La capitale de Terre-Neuve-et-Labrador carbure à l'industrie pétrolière. De nombreux édifices, hôtels et concessionnaires automobiles ont fait leur apparition en même temps que les compagnies pétrolières. Les banlieues se sont grandement développées et des restaurants chics ont commencé à voir le jour.

La chute du prix du pétrole se fait donc particulièrement sentir à Saint-Jean. Des propriétaires de concessionnaires de camions et des agents immobiliers nous ont affirmé qu'ils constataient déjà un ralentissement. Le secteur hôtelier aussi observe une baisse de clientèle.

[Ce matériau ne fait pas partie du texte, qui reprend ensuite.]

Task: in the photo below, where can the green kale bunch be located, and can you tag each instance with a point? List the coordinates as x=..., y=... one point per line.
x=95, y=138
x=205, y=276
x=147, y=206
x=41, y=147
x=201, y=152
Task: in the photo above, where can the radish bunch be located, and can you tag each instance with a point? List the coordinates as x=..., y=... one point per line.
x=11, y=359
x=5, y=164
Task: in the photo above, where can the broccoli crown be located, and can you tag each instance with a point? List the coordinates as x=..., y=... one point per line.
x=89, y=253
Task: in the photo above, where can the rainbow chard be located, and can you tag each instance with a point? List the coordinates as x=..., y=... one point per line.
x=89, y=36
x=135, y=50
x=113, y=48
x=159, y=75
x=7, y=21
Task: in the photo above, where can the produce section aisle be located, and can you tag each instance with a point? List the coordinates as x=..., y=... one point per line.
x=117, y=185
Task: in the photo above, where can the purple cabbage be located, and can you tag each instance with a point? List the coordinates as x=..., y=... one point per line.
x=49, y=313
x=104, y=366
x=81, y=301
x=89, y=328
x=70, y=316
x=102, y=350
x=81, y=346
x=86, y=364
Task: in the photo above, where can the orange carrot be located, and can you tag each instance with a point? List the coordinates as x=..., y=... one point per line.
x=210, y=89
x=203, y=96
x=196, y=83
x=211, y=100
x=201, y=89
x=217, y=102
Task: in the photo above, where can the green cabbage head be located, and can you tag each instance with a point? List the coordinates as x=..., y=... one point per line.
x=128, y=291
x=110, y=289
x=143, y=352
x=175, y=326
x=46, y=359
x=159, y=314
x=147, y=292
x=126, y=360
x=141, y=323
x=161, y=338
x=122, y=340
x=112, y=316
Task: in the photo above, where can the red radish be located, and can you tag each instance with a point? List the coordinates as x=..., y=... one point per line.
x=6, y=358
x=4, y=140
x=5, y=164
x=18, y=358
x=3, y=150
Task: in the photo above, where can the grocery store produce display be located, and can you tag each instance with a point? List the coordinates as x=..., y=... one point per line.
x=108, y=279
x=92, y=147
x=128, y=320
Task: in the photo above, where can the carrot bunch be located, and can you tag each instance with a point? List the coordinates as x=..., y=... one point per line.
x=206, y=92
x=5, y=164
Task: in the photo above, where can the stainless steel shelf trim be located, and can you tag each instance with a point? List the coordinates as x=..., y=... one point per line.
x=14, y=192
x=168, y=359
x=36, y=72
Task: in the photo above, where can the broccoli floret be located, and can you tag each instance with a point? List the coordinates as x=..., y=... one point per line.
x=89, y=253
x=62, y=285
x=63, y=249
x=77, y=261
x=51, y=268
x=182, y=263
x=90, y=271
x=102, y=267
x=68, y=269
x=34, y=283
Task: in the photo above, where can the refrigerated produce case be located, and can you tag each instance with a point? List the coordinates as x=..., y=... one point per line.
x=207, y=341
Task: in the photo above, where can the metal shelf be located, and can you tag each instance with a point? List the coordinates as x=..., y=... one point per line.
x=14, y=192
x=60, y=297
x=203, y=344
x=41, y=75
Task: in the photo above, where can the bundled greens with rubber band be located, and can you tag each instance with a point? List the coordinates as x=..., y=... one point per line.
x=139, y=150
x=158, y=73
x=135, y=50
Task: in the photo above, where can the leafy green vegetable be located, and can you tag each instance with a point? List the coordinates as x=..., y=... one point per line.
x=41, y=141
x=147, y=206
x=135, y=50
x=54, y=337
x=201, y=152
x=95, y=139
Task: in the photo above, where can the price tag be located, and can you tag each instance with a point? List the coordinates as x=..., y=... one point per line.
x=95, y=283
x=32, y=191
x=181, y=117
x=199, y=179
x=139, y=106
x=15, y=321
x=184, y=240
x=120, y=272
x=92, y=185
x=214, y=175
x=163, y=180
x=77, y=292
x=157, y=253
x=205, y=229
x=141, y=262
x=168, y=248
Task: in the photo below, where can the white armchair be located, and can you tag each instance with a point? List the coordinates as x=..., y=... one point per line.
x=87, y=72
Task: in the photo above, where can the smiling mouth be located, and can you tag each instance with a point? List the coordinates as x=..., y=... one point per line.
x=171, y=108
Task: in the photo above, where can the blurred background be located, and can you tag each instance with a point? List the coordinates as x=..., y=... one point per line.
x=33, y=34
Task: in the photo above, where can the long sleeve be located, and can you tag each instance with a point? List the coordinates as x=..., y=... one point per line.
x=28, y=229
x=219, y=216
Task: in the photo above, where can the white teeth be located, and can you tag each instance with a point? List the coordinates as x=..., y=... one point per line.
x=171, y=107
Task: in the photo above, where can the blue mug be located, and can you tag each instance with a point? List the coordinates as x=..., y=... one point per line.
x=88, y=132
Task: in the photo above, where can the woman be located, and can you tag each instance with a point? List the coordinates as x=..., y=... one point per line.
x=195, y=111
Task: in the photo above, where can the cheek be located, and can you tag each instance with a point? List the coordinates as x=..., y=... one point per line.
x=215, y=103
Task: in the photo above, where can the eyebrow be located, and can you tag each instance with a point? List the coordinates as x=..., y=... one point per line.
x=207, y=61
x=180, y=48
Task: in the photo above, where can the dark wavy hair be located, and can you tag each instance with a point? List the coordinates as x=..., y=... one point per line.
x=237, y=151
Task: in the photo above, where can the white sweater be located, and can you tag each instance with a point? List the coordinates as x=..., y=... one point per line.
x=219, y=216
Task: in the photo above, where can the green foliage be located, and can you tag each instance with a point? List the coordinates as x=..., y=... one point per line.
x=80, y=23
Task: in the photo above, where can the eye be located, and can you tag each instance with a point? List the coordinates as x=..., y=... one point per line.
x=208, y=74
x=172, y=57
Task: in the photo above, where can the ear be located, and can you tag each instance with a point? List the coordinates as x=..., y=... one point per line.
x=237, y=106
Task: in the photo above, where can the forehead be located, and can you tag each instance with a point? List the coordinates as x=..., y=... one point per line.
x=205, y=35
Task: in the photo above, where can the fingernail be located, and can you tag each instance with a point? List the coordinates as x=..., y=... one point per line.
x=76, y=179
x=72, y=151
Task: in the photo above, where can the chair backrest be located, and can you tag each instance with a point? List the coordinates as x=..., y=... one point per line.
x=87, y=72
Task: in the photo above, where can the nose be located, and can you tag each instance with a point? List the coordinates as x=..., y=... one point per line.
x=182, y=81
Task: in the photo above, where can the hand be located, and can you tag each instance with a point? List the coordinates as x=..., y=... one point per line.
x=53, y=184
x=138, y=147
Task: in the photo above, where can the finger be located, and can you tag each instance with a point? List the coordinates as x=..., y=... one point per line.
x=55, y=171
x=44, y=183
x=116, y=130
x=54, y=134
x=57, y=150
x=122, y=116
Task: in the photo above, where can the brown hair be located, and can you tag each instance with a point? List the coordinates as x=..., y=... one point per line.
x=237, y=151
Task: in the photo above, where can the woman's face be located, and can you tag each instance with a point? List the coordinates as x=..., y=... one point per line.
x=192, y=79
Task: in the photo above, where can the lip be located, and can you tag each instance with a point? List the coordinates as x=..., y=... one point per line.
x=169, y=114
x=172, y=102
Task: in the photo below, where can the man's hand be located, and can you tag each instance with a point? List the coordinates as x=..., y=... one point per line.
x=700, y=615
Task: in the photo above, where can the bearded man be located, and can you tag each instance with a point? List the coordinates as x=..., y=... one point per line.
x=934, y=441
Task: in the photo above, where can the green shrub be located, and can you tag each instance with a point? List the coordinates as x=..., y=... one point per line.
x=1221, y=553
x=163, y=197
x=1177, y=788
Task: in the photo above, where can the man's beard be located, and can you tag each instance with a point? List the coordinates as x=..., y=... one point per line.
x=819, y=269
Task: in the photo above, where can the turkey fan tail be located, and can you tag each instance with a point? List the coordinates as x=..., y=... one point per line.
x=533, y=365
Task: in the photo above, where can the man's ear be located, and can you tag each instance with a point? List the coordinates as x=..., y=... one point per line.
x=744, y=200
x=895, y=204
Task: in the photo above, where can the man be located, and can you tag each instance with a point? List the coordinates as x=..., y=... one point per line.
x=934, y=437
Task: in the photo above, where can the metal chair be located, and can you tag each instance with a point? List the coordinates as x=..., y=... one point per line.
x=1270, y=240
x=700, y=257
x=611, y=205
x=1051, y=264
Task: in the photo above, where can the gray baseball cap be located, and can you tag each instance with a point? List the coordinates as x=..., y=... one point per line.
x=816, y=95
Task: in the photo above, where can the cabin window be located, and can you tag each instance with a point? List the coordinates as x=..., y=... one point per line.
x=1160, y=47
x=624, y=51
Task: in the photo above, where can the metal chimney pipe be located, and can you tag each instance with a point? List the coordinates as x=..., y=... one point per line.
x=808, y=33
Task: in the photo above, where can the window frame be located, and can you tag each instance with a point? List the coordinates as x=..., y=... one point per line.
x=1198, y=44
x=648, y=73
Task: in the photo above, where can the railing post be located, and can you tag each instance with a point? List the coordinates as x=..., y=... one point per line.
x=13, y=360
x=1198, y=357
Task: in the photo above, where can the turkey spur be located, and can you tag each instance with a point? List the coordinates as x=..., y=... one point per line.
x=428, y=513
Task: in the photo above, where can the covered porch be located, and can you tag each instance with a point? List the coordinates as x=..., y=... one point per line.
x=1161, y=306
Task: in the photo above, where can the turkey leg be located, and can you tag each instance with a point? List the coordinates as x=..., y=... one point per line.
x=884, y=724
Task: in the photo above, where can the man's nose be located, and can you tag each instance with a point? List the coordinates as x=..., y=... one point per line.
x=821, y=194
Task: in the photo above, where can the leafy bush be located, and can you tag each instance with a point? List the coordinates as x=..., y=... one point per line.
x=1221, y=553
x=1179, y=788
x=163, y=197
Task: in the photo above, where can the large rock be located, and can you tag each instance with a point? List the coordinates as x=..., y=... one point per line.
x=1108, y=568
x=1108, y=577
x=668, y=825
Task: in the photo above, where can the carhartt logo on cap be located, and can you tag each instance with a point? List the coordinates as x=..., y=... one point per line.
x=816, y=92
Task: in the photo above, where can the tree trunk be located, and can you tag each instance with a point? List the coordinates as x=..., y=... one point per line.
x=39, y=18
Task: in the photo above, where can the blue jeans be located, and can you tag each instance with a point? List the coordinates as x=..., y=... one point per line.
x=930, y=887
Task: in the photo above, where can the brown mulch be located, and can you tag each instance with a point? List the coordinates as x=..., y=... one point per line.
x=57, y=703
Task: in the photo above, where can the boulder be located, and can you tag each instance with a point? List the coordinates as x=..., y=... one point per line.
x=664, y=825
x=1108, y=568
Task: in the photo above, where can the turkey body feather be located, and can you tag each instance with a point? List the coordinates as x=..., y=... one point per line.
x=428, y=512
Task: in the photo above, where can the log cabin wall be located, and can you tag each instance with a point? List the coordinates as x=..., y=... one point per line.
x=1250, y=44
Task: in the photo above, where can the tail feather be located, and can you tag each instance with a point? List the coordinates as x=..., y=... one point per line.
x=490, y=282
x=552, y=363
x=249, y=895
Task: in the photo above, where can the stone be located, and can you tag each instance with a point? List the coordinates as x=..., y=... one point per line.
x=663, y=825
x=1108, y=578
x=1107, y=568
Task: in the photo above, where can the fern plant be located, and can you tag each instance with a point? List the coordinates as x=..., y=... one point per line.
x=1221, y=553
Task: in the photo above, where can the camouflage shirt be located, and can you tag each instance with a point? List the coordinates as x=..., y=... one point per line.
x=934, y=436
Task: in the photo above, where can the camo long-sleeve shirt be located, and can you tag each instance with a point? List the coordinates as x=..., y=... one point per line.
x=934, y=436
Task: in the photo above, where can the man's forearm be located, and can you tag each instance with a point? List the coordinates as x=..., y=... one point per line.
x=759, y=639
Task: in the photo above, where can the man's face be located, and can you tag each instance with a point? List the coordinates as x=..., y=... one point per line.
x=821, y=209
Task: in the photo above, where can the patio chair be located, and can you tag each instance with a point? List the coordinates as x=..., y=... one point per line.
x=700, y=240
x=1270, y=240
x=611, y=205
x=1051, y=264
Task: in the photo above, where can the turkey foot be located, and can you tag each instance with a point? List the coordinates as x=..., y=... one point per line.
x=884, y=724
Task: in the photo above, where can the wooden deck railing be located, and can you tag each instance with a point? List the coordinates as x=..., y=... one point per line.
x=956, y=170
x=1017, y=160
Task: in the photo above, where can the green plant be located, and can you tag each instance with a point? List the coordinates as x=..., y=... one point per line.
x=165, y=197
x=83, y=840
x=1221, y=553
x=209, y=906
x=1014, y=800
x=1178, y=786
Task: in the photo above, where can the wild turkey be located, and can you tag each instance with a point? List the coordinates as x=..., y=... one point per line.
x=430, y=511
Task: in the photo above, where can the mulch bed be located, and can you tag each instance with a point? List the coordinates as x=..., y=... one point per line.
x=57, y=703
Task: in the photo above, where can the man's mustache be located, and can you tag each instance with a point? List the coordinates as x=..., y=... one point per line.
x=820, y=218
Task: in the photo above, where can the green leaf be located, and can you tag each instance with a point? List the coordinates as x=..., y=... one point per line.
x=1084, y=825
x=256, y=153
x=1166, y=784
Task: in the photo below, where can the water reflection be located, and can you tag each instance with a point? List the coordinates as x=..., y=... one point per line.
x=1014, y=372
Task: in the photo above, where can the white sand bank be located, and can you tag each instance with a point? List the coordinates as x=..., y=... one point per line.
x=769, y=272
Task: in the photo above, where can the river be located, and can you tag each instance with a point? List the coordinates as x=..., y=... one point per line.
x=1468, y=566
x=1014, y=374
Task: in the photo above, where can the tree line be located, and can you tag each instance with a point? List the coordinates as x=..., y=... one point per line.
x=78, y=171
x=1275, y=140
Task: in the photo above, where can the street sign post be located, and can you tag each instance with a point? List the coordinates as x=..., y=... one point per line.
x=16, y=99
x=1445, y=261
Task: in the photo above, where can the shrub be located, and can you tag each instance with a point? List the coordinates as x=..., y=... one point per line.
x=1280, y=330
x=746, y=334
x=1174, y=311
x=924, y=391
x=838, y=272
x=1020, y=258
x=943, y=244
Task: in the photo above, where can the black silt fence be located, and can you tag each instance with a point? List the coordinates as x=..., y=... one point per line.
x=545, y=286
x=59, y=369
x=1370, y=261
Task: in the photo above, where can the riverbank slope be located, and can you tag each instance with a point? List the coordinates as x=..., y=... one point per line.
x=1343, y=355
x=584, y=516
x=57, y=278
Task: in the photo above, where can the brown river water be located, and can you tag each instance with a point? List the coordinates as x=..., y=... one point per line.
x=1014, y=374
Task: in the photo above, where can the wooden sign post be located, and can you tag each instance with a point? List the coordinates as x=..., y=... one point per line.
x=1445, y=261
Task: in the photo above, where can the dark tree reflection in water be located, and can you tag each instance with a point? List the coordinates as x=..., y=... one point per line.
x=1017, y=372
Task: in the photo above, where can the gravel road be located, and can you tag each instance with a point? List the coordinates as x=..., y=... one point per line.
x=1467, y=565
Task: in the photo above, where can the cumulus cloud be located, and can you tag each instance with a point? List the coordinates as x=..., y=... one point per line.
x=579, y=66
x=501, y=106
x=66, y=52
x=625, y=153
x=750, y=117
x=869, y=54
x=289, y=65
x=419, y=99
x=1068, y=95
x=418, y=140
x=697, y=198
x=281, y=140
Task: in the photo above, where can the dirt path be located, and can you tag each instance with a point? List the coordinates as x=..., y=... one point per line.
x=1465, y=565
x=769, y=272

Le président de l'Association des hôtels et motels de Terre-Neuve-et-Labrador, Greg Fleming, lui-même gérant d'hôtel à Saint-Jean, confirme qu'il y a un déclin dans l'industrie depuis la baisse du prix du pétrole. « On sent une différence », dit-il. Les employés des compagnies pétrolières et de leur sous-contractants effectuent moins de réservations qu'à l'habitude. Selon M. Fleming, il est trop tôt pour évaluer l'ampleur de la diminution de l'activité économique liée à la baisse du pétrole.

Même s'il n'existe pas encore de données précises sur l'impact sur l'économie, plusieurs entrepreneurs font ce constat : un climat de pessimisme s'est installé sur la ville. Les commerçants craignent de subir les contre-coups de la chute du prix de l'or noir, à mesure que la population sera touchée par ses conséquences.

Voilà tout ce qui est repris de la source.